We can subset their dataset efficiently using pyarrow
:
from pathlib import Path
import pyarrow as pa
import pyarrow.compute as pc
import pyarrow.dataset as ds
import pyarrow.parquet as pq
from pyarrow import fs
def get_buildings(
bbox: tuple[float, float, float, float], path_parquet: str | Path
) -> gpd.GeoDataFrame:
"""Retrieve building data from Overture Maps for a given bounding box.
Notes
-----
This function is based on
`overturemaps-py <https://github.com/OvertureMaps/overturemaps-py>`__.
Parameters
----------
bbox : tuple
Bounding box coordinates (xmin, ymin, xmax, ymax)
path_parquet : str or Path
Path to save the output file
Returns
-------
geopandas.GeoDataFrame
GeoDataFrame containing the building data
"""
path_parquet = Path(path_parquet)
if path_parquet.suffix != ".parquet":
msg = "The output file must be a GeoParquet file with `.parquet` extension."
raise ValueError(msg)
if not isinstance(bbox, tuple | list) or len(bbox) != 4:
msg = "The bounding box must be a tuple of four elements."
raise ValueError
s3_region = "us-west-2"
version = "2024-10-23.0"
src = f"overturemaps-{s3_region}/release/{version}/theme=buildings/type=building/"

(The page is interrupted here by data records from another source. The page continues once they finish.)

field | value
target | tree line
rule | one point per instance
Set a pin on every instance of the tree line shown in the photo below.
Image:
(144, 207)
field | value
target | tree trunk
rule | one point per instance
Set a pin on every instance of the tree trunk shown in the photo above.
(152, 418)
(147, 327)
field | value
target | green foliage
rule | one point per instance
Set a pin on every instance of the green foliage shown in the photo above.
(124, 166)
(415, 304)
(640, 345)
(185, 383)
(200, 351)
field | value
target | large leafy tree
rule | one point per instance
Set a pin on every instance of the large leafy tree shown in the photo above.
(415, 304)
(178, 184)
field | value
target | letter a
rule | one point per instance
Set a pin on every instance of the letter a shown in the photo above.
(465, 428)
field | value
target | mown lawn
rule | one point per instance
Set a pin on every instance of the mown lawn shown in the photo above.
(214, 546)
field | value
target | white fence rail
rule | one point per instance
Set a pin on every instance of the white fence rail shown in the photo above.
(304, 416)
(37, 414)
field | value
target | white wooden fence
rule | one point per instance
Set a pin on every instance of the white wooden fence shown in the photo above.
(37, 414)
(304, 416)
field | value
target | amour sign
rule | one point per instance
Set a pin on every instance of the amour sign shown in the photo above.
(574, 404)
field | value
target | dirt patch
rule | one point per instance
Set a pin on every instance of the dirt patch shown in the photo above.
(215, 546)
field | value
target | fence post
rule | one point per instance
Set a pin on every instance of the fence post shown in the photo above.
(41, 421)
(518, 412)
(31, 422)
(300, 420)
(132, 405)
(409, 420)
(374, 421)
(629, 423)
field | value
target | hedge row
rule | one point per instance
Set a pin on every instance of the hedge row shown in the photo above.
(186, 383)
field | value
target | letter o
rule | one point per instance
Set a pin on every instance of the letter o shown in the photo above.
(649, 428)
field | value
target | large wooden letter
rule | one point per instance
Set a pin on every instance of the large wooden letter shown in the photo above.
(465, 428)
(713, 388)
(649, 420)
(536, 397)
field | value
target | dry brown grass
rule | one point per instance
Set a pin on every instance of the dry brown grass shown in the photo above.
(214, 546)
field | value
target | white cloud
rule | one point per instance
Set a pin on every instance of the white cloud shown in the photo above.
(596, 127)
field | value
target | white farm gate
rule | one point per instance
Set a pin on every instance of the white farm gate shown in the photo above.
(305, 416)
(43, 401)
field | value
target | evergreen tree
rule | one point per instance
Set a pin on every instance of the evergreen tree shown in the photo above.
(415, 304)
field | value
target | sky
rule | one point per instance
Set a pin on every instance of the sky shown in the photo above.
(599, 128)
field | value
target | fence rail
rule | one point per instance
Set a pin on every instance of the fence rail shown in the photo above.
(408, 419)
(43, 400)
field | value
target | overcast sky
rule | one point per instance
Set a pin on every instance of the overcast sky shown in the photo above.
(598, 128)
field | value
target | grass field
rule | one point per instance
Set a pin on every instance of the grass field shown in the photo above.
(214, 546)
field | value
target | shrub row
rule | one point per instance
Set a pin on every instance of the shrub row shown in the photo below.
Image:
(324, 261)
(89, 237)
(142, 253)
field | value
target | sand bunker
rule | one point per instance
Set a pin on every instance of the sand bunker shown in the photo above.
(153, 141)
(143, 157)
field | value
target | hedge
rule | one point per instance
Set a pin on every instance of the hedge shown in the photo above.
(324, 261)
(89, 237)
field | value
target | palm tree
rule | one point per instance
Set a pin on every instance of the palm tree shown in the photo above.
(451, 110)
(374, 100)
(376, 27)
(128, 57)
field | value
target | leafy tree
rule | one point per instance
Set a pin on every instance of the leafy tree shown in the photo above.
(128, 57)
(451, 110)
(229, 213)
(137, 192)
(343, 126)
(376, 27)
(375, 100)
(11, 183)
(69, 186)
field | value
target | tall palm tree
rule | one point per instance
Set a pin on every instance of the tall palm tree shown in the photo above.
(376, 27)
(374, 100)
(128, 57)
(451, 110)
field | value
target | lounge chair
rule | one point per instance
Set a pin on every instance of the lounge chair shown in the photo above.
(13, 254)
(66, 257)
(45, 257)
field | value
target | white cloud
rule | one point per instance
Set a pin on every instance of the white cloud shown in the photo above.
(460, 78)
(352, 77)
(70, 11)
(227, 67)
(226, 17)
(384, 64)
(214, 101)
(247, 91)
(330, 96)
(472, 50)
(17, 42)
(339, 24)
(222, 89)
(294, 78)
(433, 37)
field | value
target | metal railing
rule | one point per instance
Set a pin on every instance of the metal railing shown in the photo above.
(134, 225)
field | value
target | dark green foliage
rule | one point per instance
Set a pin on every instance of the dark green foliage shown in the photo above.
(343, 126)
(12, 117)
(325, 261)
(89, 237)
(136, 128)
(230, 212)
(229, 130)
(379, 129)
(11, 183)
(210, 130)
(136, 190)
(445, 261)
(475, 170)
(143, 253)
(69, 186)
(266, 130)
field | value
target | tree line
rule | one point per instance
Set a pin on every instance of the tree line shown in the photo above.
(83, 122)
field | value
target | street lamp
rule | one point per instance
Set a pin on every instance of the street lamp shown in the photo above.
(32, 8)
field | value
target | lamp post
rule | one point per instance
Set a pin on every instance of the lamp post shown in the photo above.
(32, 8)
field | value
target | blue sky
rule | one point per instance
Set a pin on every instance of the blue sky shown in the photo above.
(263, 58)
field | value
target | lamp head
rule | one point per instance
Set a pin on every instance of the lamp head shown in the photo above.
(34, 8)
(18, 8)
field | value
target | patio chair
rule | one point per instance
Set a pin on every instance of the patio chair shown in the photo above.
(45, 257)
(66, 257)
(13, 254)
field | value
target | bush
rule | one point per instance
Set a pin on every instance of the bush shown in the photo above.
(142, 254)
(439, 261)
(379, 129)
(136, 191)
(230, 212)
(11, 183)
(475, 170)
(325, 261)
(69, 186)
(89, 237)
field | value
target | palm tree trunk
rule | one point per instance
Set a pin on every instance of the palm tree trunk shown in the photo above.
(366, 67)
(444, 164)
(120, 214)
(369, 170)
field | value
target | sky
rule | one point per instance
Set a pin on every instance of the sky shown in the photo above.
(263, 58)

xmin, ymin, xmax, ymax = bbox
filter = (
(pc.field("bbox", "xmin") < xmax)
& (pc.field("bbox", "xmax") > xmin)
& (pc.field("bbox", "ymin") < ymax)
& (pc.field("bbox", "ymax") > ymin)
)
dataset = ds.dataset(
src, filesystem=fs.S3FileSystem(anonymous=True, region=s3_region)
)
batches = dataset.to_batches(filter=filter)
non_empty_batches = (b for b in batches if b.num_rows > 0)
geoarrow_schema = dataset.schema.set(
dataset.schema.get_field_index("geometry"),
dataset.schema.field("geometry").with_metadata(
{b"ARROW:extension:name": b"geoarrow.wkb"}
),
)
reader = pa.RecordBatchReader.from_batches(geoarrow_schema, non_empty_batches)
with pq.ParquetWriter(path_parquet, reader.schema) as writer:
for batch in reader:
if batch.num_rows > 0:
writer.write_batch(batch)
return gpd.read_parquet(path_parquet)
Note that you can set the version
to the latest by checking Overture’s release notes.